Eastside artists jailed over a mural?!
Mural artists Angel Quesada and Lannea Brooks were arrested and jailed on Oct. 24 for painting a botanical mural on a low wall over a bridge in East Austin. Quesada posted bail, but Brooks spent four days in the Travis County Jail in Del Valle. The two are now facing trial for this community beautification project, a brightly colored landscape of vines, flowers, and insects.
Lyons Road, just east of Pleasant Valley, is a fairly dismal scene. Weeds grow knee-high, and people use the drainage ditch as a trash can. The retaining wall in question is frequently tagged, then painted over with gray paint. I live on the next street over. Quesada and Brooks knocked on my door after their arrest with a petition for support.

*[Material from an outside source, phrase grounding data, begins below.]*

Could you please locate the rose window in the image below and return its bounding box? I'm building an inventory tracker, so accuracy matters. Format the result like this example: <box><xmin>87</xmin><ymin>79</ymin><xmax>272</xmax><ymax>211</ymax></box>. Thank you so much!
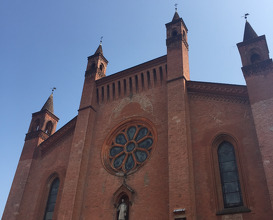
<box><xmin>102</xmin><ymin>118</ymin><xmax>156</xmax><ymax>175</ymax></box>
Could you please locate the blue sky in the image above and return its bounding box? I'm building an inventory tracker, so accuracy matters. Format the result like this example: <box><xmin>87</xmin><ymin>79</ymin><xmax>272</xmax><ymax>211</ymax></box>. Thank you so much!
<box><xmin>1</xmin><ymin>0</ymin><xmax>273</xmax><ymax>216</ymax></box>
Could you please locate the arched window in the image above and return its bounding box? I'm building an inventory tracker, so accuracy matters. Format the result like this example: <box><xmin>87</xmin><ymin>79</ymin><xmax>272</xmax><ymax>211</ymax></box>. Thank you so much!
<box><xmin>45</xmin><ymin>121</ymin><xmax>53</xmax><ymax>135</ymax></box>
<box><xmin>100</xmin><ymin>63</ymin><xmax>104</xmax><ymax>71</ymax></box>
<box><xmin>250</xmin><ymin>53</ymin><xmax>261</xmax><ymax>64</ymax></box>
<box><xmin>43</xmin><ymin>178</ymin><xmax>60</xmax><ymax>220</ymax></box>
<box><xmin>218</xmin><ymin>141</ymin><xmax>243</xmax><ymax>208</ymax></box>
<box><xmin>32</xmin><ymin>119</ymin><xmax>40</xmax><ymax>131</ymax></box>
<box><xmin>183</xmin><ymin>30</ymin><xmax>186</xmax><ymax>39</ymax></box>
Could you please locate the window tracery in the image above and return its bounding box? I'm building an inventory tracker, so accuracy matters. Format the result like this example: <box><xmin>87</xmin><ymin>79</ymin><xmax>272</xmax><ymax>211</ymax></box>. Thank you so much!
<box><xmin>102</xmin><ymin>118</ymin><xmax>156</xmax><ymax>175</ymax></box>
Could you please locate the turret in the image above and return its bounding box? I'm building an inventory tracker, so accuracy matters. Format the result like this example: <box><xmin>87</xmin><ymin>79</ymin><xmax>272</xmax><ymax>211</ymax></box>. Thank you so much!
<box><xmin>26</xmin><ymin>93</ymin><xmax>59</xmax><ymax>143</ymax></box>
<box><xmin>86</xmin><ymin>44</ymin><xmax>108</xmax><ymax>80</ymax></box>
<box><xmin>237</xmin><ymin>20</ymin><xmax>273</xmax><ymax>210</ymax></box>
<box><xmin>3</xmin><ymin>93</ymin><xmax>59</xmax><ymax>220</ymax></box>
<box><xmin>166</xmin><ymin>10</ymin><xmax>190</xmax><ymax>80</ymax></box>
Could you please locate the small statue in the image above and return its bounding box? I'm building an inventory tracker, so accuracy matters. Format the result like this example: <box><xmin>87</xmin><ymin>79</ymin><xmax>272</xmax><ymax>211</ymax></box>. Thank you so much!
<box><xmin>117</xmin><ymin>199</ymin><xmax>127</xmax><ymax>220</ymax></box>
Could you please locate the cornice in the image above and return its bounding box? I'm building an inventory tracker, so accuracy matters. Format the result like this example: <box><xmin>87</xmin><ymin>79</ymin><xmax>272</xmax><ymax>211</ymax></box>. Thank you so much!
<box><xmin>25</xmin><ymin>130</ymin><xmax>49</xmax><ymax>141</ymax></box>
<box><xmin>237</xmin><ymin>35</ymin><xmax>266</xmax><ymax>48</ymax></box>
<box><xmin>165</xmin><ymin>17</ymin><xmax>188</xmax><ymax>32</ymax></box>
<box><xmin>242</xmin><ymin>59</ymin><xmax>273</xmax><ymax>77</ymax></box>
<box><xmin>187</xmin><ymin>81</ymin><xmax>249</xmax><ymax>104</ymax></box>
<box><xmin>166</xmin><ymin>34</ymin><xmax>189</xmax><ymax>50</ymax></box>
<box><xmin>32</xmin><ymin>109</ymin><xmax>59</xmax><ymax>121</ymax></box>
<box><xmin>38</xmin><ymin>116</ymin><xmax>77</xmax><ymax>157</ymax></box>
<box><xmin>95</xmin><ymin>55</ymin><xmax>167</xmax><ymax>86</ymax></box>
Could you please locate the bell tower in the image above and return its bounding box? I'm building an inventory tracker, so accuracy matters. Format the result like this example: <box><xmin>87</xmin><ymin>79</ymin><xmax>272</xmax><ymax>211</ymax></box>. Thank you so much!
<box><xmin>166</xmin><ymin>11</ymin><xmax>196</xmax><ymax>220</ymax></box>
<box><xmin>86</xmin><ymin>44</ymin><xmax>108</xmax><ymax>80</ymax></box>
<box><xmin>166</xmin><ymin>10</ymin><xmax>190</xmax><ymax>80</ymax></box>
<box><xmin>237</xmin><ymin>20</ymin><xmax>273</xmax><ymax>210</ymax></box>
<box><xmin>57</xmin><ymin>44</ymin><xmax>108</xmax><ymax>219</ymax></box>
<box><xmin>3</xmin><ymin>93</ymin><xmax>58</xmax><ymax>220</ymax></box>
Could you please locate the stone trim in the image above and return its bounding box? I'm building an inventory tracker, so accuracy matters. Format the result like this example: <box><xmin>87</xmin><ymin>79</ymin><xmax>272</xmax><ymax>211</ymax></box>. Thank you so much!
<box><xmin>216</xmin><ymin>206</ymin><xmax>251</xmax><ymax>215</ymax></box>
<box><xmin>187</xmin><ymin>81</ymin><xmax>249</xmax><ymax>104</ymax></box>
<box><xmin>25</xmin><ymin>130</ymin><xmax>49</xmax><ymax>141</ymax></box>
<box><xmin>242</xmin><ymin>59</ymin><xmax>273</xmax><ymax>77</ymax></box>
<box><xmin>189</xmin><ymin>93</ymin><xmax>249</xmax><ymax>104</ymax></box>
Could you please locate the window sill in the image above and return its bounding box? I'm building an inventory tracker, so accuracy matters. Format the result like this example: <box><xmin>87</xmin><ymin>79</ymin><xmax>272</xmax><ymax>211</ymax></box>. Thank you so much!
<box><xmin>216</xmin><ymin>206</ymin><xmax>251</xmax><ymax>215</ymax></box>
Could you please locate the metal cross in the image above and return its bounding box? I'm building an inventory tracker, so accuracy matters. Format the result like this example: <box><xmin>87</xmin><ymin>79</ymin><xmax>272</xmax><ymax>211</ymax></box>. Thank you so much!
<box><xmin>100</xmin><ymin>36</ymin><xmax>103</xmax><ymax>45</ymax></box>
<box><xmin>244</xmin><ymin>13</ymin><xmax>250</xmax><ymax>20</ymax></box>
<box><xmin>175</xmin><ymin>3</ymin><xmax>178</xmax><ymax>12</ymax></box>
<box><xmin>51</xmin><ymin>87</ymin><xmax>56</xmax><ymax>94</ymax></box>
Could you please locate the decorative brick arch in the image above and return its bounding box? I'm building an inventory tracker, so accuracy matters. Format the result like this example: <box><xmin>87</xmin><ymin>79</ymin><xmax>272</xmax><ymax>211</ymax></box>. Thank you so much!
<box><xmin>113</xmin><ymin>182</ymin><xmax>134</xmax><ymax>207</ymax></box>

"This bridge is frequently hit by gang graffiti," explains Quesada. "One night I went over there and started sketching the mural in three colors with paint, looking at the trees and plants surrounding the area. I worked on it many times, morning, noon, and night, before we were arrested. When the police came, they said, 'You guys know you're doing something wrong here, right?' and I said, 'No, I thought I was making the neighborhood pretty!'"
Quesada, an art educator at the Mexican American Cultural Center, has painted murals in San Francisco, Los Angeles, and Austin. Brooks, a glassblower, jewelrymaker, and volunteer literacy tutor, recently relocated to Austin from Florida. Their mural aims to be fine art. But it's not that simple. "The difference between art and graffiti is one word: permission," says Austin Police Department Detective Kevin Bartles. "I'm not really sure why some 'artists' think they are exempt from the rules of society. When still small children, most people learn the basic rules to live in society as ethical and moral people. If you want to paint, buy a big roll of paper and do it on your own material."

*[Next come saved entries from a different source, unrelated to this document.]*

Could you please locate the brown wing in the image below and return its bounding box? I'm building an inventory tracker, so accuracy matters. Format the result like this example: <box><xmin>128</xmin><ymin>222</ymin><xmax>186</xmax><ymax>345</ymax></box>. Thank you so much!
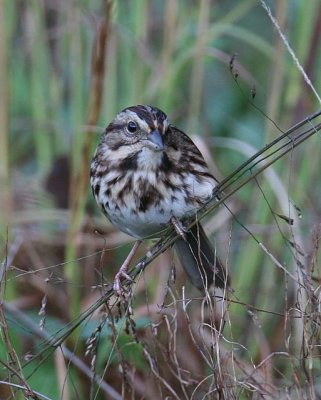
<box><xmin>164</xmin><ymin>126</ymin><xmax>218</xmax><ymax>183</ymax></box>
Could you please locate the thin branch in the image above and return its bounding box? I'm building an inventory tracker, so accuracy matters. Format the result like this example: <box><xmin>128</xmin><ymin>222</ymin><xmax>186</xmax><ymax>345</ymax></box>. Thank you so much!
<box><xmin>3</xmin><ymin>303</ymin><xmax>122</xmax><ymax>400</ymax></box>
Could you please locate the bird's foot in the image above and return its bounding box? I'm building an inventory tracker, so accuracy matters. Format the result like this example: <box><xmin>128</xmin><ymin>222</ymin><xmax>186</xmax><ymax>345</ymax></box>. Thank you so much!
<box><xmin>171</xmin><ymin>216</ymin><xmax>187</xmax><ymax>240</ymax></box>
<box><xmin>113</xmin><ymin>240</ymin><xmax>142</xmax><ymax>296</ymax></box>
<box><xmin>113</xmin><ymin>269</ymin><xmax>133</xmax><ymax>296</ymax></box>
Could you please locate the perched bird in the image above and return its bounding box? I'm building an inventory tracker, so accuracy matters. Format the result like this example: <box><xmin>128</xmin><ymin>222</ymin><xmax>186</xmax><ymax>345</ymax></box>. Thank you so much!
<box><xmin>90</xmin><ymin>105</ymin><xmax>228</xmax><ymax>293</ymax></box>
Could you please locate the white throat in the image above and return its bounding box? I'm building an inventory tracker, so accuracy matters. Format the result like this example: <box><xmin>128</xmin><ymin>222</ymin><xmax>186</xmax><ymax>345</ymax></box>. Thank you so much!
<box><xmin>137</xmin><ymin>147</ymin><xmax>164</xmax><ymax>170</ymax></box>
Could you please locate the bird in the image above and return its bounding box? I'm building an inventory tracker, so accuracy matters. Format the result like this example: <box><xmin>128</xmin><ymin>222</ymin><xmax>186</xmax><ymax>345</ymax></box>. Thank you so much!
<box><xmin>90</xmin><ymin>105</ymin><xmax>228</xmax><ymax>294</ymax></box>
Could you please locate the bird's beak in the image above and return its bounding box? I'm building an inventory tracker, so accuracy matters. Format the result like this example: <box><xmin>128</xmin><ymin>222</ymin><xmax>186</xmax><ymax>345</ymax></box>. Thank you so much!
<box><xmin>147</xmin><ymin>129</ymin><xmax>165</xmax><ymax>151</ymax></box>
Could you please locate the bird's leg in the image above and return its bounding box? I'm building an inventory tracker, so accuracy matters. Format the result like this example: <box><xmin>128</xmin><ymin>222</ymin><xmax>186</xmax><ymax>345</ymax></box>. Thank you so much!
<box><xmin>113</xmin><ymin>240</ymin><xmax>142</xmax><ymax>295</ymax></box>
<box><xmin>170</xmin><ymin>217</ymin><xmax>187</xmax><ymax>241</ymax></box>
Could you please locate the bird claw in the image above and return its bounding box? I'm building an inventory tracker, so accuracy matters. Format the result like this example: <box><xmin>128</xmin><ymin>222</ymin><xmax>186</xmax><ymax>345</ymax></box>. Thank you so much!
<box><xmin>171</xmin><ymin>217</ymin><xmax>187</xmax><ymax>240</ymax></box>
<box><xmin>112</xmin><ymin>240</ymin><xmax>142</xmax><ymax>296</ymax></box>
<box><xmin>113</xmin><ymin>270</ymin><xmax>134</xmax><ymax>296</ymax></box>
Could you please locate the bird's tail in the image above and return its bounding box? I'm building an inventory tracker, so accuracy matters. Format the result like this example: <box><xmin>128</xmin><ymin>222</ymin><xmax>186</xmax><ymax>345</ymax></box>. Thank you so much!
<box><xmin>174</xmin><ymin>222</ymin><xmax>229</xmax><ymax>290</ymax></box>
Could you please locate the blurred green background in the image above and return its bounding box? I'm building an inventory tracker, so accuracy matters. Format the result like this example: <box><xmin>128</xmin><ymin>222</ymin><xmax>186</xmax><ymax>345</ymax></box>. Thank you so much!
<box><xmin>1</xmin><ymin>0</ymin><xmax>321</xmax><ymax>399</ymax></box>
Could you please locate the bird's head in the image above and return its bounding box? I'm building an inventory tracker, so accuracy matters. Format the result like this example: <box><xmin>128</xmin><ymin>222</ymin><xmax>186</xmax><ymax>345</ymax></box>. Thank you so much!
<box><xmin>104</xmin><ymin>105</ymin><xmax>170</xmax><ymax>153</ymax></box>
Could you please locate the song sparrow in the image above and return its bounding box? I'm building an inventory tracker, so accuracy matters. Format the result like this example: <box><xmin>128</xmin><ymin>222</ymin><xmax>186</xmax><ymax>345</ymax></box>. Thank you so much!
<box><xmin>90</xmin><ymin>105</ymin><xmax>228</xmax><ymax>293</ymax></box>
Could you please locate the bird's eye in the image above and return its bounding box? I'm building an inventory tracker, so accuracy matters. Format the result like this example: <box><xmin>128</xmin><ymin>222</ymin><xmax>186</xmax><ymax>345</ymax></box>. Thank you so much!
<box><xmin>126</xmin><ymin>121</ymin><xmax>137</xmax><ymax>134</ymax></box>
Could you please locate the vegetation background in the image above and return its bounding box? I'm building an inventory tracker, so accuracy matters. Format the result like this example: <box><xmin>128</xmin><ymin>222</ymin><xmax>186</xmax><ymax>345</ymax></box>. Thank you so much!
<box><xmin>0</xmin><ymin>0</ymin><xmax>321</xmax><ymax>399</ymax></box>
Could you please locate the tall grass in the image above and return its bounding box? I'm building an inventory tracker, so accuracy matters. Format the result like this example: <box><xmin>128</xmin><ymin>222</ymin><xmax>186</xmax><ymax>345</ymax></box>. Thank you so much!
<box><xmin>1</xmin><ymin>0</ymin><xmax>321</xmax><ymax>399</ymax></box>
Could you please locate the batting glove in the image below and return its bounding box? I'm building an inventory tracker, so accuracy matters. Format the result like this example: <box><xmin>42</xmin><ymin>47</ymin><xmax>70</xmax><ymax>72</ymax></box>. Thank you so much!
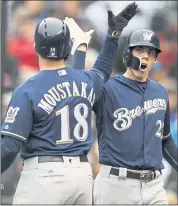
<box><xmin>108</xmin><ymin>2</ymin><xmax>138</xmax><ymax>37</ymax></box>
<box><xmin>64</xmin><ymin>17</ymin><xmax>94</xmax><ymax>55</ymax></box>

Asked to explain the process for getting permission to paint an artwork on a public right-of-way, Bartles replied: "You can't legally paint or mark on any public property. Public property belongs to the taxpayers, and most of them don't want their city to look like that." He's mistaken that there's no legal way to paint on public property; it can be done with a permit from Art in Public Places, the city's public art program, which the officer was unfamiliar with. But he is understandably a bit tense on the subject, since he's been a one-man gang graffiti response team for the city for years.

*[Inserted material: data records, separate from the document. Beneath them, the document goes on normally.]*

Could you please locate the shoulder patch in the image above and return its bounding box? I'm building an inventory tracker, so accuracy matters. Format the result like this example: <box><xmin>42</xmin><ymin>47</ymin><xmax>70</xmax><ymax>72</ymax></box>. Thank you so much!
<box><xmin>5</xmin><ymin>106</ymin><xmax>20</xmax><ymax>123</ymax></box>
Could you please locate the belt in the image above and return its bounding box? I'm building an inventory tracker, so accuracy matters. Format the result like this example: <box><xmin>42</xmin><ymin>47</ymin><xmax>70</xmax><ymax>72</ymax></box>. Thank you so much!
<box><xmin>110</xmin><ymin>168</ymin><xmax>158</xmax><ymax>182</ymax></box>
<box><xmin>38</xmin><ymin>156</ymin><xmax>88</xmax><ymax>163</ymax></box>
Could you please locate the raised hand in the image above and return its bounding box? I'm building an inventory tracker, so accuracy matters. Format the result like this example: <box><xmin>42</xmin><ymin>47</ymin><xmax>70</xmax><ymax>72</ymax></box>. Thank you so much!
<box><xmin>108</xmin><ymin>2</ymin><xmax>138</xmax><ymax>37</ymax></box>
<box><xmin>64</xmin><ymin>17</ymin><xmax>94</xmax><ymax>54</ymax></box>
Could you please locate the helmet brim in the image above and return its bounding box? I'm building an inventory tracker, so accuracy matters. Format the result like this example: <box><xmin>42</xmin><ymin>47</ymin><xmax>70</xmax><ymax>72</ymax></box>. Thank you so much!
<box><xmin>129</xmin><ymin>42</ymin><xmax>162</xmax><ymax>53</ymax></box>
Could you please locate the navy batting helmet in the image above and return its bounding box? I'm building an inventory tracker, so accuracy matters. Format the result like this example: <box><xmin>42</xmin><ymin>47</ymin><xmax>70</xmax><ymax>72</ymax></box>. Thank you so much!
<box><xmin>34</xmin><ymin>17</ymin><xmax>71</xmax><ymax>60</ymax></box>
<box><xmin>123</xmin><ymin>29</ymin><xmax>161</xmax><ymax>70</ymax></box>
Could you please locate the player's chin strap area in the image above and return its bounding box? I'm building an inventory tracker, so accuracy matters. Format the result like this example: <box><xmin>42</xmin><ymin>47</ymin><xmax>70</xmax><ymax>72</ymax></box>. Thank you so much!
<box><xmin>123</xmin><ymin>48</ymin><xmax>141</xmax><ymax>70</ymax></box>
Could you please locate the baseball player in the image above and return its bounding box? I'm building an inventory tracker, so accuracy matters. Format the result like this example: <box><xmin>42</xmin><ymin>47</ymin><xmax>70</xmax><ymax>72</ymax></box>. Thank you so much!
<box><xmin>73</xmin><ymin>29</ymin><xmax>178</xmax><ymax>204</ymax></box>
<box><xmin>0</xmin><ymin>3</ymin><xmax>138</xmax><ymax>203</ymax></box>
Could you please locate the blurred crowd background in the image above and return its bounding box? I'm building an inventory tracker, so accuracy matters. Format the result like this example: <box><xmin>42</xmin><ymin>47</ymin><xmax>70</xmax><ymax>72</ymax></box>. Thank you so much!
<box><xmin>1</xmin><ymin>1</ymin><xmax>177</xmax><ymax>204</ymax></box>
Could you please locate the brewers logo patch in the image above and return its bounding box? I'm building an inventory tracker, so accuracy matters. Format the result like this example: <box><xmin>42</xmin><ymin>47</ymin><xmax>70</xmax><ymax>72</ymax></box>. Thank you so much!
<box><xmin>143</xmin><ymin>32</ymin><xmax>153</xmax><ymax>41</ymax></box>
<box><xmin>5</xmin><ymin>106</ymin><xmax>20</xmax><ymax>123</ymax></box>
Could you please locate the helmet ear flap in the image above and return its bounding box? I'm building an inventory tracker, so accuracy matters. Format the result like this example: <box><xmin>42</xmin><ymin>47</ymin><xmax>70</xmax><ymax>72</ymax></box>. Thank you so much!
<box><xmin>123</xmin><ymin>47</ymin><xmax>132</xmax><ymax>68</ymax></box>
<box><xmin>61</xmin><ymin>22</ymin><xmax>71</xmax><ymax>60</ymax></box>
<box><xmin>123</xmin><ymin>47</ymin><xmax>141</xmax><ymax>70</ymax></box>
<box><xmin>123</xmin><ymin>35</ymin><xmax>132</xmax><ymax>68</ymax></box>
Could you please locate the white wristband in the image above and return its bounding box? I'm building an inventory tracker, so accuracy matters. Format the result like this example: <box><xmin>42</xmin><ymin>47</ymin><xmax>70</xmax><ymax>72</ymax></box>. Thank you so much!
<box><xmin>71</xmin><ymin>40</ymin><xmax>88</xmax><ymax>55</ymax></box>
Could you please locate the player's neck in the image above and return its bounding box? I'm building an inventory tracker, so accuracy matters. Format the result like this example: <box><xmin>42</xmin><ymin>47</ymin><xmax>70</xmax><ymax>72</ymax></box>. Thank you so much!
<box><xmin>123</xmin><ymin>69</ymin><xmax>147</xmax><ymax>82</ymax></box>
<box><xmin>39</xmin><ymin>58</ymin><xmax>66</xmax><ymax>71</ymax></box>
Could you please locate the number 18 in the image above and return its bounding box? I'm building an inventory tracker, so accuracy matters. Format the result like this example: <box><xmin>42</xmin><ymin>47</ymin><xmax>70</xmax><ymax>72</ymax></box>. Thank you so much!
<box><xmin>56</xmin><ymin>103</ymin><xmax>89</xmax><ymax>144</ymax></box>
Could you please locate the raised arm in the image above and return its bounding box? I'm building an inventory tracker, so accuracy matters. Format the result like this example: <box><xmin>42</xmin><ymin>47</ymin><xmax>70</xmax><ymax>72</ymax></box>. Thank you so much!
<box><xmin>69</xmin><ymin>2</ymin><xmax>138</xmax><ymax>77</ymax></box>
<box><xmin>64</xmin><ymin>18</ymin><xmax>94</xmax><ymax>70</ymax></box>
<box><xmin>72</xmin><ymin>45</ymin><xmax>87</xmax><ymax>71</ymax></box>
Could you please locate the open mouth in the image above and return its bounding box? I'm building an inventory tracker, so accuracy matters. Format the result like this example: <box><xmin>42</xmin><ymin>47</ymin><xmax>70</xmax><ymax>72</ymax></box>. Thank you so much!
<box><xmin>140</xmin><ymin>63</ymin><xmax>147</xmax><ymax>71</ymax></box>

It is a misdemeanor to paint on a public right-of-way without permission, but four days in jail and a possible sentence of 90 days for Brooks and Quesada is awfully harsh for a cheerful scene of plants and flowers. The two may have acted with naivete or taken a calculated risk, but the positive intent of the work is clear.
Currently, three city agencies weigh in on the subject of images and words painted on walls. Let's see Art in Public Places, the Health and Human Services Department Graffiti Abatement Program, and the APD Gang Unit sit down for tea and find common ground on the matter.
And let's see the Lyons Road mural finished. The yellow background that Brooks and Quesada were working on will really make the green vines and pink flowers pop.